Depuis l’été 2016, il est ouvert aux diplômés d’écoles secondaires, qui sont indécis quant aux options qui s’offrent à eux.  

Jackie Stewart, qui travaille pour le service de développement des carrières de l’Île-du-Prince-Édouard (CDS en anglais) à Bloomfield, est une des gestionnaires de ce programme.  

«Le programme aide les jeunes à entrer sur le marché du travail pour gagner en expérience.  Nous payons 50 % d’un salaire (jusqu’à 8 $ de l’heure pour un salaire total de 16 $ de l’heure), de l’employé qui est admissible pendant une période qui peut atteindre 22 semaines.  Ça peutdevenir très avantageux», dit Jackie Stewart, qui travaille une journée par semaine à Wellington, pour y recevoir les clients de la région Évangéline. 

En général, un client qui s’adres-se à un service d’aide à l’emploi comme CDS le fait parce qu’il sesent dans une impasse.  «Nous recevons la personne, nous évaluons ses antécédents, son expérience et ses buts dans la vie, et nous l’aidons à développer un plan de carrière.  Selon son profil, nous identifions le programme qui serait le plus approprié.  S’il est admissible à Career Pathways, nous l’invitons à le mentionner dans les entrevues d’emploi qu’il obtiendra.  S’il ne se sent pas à l’aise de le faire, il peut donner nos coordonnées à l’employeur», insiste Jackie Stewart.

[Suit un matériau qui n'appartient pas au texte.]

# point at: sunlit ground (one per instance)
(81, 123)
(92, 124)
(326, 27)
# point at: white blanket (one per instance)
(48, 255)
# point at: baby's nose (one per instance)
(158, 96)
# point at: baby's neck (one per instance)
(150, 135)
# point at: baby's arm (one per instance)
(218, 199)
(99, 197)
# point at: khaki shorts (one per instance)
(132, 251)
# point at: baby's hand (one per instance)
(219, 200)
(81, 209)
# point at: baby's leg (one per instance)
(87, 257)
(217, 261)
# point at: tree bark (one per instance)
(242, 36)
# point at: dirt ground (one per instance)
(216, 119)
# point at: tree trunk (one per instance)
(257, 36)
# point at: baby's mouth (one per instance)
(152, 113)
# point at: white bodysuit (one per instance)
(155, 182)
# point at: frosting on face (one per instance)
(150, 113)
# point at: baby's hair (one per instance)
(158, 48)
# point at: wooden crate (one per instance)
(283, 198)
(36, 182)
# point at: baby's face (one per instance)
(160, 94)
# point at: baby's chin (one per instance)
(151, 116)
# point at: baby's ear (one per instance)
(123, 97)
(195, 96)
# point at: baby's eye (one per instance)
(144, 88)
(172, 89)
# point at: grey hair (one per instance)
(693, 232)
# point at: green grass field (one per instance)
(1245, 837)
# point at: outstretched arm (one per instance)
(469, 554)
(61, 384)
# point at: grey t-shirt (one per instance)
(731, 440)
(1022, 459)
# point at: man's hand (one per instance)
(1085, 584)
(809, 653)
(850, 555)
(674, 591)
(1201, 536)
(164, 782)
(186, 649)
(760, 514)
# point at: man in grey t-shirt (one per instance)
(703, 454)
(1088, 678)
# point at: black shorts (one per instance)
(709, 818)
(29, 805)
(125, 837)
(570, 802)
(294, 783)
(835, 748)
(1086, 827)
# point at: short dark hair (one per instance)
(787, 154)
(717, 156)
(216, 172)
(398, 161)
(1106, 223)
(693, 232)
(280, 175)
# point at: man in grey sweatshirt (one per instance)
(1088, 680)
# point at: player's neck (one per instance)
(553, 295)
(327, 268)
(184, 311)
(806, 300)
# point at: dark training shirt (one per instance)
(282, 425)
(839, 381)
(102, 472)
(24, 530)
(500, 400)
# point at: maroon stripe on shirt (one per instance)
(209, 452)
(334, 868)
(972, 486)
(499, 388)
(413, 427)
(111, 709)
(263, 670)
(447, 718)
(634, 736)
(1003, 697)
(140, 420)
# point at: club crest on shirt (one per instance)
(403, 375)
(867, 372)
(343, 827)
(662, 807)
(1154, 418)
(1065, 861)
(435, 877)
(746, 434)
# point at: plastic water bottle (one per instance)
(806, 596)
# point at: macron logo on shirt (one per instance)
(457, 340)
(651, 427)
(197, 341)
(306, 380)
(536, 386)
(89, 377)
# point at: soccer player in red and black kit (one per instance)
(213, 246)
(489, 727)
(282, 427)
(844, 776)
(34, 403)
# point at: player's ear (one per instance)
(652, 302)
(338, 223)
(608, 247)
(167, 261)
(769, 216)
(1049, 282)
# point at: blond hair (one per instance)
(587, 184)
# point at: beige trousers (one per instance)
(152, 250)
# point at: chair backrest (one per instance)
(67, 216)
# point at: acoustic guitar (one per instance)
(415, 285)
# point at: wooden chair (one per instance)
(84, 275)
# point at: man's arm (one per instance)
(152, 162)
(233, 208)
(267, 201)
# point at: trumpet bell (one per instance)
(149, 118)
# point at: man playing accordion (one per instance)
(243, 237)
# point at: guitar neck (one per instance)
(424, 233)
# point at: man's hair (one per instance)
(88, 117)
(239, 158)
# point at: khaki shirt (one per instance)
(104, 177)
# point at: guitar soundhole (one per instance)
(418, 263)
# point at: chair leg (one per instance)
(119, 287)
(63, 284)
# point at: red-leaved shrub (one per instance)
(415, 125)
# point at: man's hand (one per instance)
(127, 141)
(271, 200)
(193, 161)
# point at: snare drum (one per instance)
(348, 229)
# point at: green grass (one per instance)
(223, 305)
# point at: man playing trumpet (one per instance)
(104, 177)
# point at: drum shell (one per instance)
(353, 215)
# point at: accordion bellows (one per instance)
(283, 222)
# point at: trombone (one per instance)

Même si la responsabilité de décrocher l’entrevue d’emploi est celle de l’employé, Jackie Stewart et les autres gestionnaires du programme dans l’Île surveillent les banques d’emplois et communiquent avec les employeurs qui pourraient tirer profit du programme.

Pour Career Pathways, l’hiver est une période assez tranquille.  Dès que la saison touristique se profile à l’horizon, cependant, le nombre de demandes augmente.  «Le nombre d’emplois que nous subventionnons dépend de notre budget, du salaire qui est versé et de quelques autres facteurs.   En général, nous aidons de 15 à 20 jeunes chaque année à gagner de l’expérience.  Idéalement, nous aimerions que les employeurs gardent les employés après la fin du programme, mais nous savons que ce n’est pas toujours possible.  Ceci étant dit, l’expérience de travail n’est jamais perdue.  Même un emploi dans une usine de poisson est très formateur pour un jeune qui commence dans la vie.  Et les usines de transformations sont admissibles», rappelle Jackie Stewart.  

Une refonte des services d’aide à l’emploi est en cours à l’Île-du-Prince-Édouard.  Cela ne devrait pas affecter la livraison des programmes et les services continueront d’être offerts.